Die neue portugiesische Tageszeitung "I" bringt kaum Nachrichten, dafür mehr Analysen und Hintergründe. Dass sie überhaupt in diesen Zeiten an den Start geht, ist schon mutig.

Die Nachrichten sollen zum großen Teil aus Portugal selbst kommen. Bild: ap

Das ist nicht einfach nur mutig, das ist verrückt! Während weltweit Zeitungsmacher mit der Laune eines durstigen Kamels umherlaufen, wagt sich in Portugal heute eine neue nationale Tageszeitung auf den Markt: I heißt das Blatt. "I" steht für "Ich", aber auch für Information.

Vor Selbstbewusstsein strotzt auch die Redaktion, die sich entgegen dem Trend optimistisch gibt. "Zeiten der Krise sind die besten Zeiten, um neue Dinge zu starten. Eine Krise muss ja nichts Schlechtes sein", sagt Vizechefredakteurin Mónica Bello.

Seit August 2008 arbeitet ihr Chef Martim Figueiredo an dem Konzept. Bis dahin leitete er das Wirtschaftsblatt Económico. Figueiredo ist auch Herausgeber von I, die heute mit einer Auflage von 100.000 Exemplaren starten soll und sich an die nicht mal 11 Millionen Portugiesen wendet. Die erfolgreichste Qualitätszeitung hierzulande, die Süddeutsche, verkauft täglich im Schnitt 445.000 Exemplare - bei 82 Millionen Deutschen.

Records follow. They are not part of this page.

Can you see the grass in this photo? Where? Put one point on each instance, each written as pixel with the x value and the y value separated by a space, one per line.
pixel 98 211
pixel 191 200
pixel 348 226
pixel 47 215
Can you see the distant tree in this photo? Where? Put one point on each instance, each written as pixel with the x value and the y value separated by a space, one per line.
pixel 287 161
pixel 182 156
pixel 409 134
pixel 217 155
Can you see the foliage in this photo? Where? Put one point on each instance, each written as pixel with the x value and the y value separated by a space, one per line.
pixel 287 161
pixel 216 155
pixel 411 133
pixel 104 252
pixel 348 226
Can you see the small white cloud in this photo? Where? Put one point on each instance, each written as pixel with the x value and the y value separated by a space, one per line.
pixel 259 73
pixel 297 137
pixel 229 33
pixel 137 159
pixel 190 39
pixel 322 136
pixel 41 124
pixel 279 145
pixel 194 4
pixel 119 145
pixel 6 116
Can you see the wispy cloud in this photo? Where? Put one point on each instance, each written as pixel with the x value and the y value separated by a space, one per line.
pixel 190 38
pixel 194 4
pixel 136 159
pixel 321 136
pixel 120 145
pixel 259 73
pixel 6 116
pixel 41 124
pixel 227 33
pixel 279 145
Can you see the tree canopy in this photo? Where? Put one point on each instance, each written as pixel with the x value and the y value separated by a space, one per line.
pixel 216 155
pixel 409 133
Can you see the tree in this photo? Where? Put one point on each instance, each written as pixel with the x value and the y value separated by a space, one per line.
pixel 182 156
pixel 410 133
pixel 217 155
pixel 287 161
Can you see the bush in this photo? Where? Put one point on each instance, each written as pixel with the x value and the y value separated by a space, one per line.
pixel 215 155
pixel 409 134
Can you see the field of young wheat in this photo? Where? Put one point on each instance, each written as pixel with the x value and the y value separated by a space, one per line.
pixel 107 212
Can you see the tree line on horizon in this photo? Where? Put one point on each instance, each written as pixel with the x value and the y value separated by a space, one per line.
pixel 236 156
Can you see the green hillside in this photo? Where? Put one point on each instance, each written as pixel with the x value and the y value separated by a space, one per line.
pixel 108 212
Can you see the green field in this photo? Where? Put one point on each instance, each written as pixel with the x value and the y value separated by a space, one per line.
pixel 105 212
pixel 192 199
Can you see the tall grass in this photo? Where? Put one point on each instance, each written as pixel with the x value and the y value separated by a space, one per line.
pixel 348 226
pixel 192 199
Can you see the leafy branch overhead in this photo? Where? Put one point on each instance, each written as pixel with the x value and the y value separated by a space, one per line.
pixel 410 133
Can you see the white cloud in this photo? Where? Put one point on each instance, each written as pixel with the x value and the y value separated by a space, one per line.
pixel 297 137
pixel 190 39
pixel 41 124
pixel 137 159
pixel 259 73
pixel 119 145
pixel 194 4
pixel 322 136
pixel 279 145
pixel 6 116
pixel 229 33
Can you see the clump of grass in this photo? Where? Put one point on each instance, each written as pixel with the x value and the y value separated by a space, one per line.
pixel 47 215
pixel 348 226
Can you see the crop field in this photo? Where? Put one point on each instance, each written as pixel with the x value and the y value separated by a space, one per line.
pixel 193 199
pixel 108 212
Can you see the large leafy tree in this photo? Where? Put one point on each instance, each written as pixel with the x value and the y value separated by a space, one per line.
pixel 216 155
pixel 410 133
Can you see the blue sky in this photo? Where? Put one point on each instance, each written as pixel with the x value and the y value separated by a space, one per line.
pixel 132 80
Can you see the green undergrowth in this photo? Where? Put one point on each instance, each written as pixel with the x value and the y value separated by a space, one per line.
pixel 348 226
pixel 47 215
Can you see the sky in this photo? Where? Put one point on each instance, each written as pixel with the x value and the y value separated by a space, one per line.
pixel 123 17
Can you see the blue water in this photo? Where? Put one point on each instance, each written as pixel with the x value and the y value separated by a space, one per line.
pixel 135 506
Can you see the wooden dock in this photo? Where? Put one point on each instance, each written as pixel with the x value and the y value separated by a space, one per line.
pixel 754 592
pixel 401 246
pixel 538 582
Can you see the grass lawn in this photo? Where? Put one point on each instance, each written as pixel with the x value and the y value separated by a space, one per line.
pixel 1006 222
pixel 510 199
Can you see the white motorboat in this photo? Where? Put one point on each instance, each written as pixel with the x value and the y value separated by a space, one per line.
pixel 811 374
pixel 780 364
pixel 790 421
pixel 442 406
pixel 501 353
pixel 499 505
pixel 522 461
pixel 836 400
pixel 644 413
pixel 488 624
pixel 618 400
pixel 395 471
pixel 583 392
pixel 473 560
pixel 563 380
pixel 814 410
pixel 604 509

Bello sagt, ihre Zielgruppe sei die Upperclass, die Bildungselite. Mit Boulevard hätten sie nichts am Hut. Dazu passt das weltweit wohl einmalige Konzept: Nach der Titelseite folgen erst "Meinung und Analyse", anschließend die Nachrichten. Und die sind in dem "Radar" genannten Ressort zu Meldungshäppchen gebündelt. "Die Leute lesen doch im Netz und hören im Radio, was passiert", sagt Bello.

Richtig spannend klingt das dritte der insgesamt nur vier Ressorts. Das soll nämlich sechs bis acht Mini-Dossiers bieten: Die Redaktion setzt also sehr stark auf Hintergrund, wofür opulente Infografiken zum Einsatz kommen sollen. Abschließend folgt eine Mischung aus Service, Vermischtem und vor allem Sport. Am Freitag gibt es noch eine Beilage mit den besten Geschichten der New York Times, am Wochenende ein monothematisches Magazin.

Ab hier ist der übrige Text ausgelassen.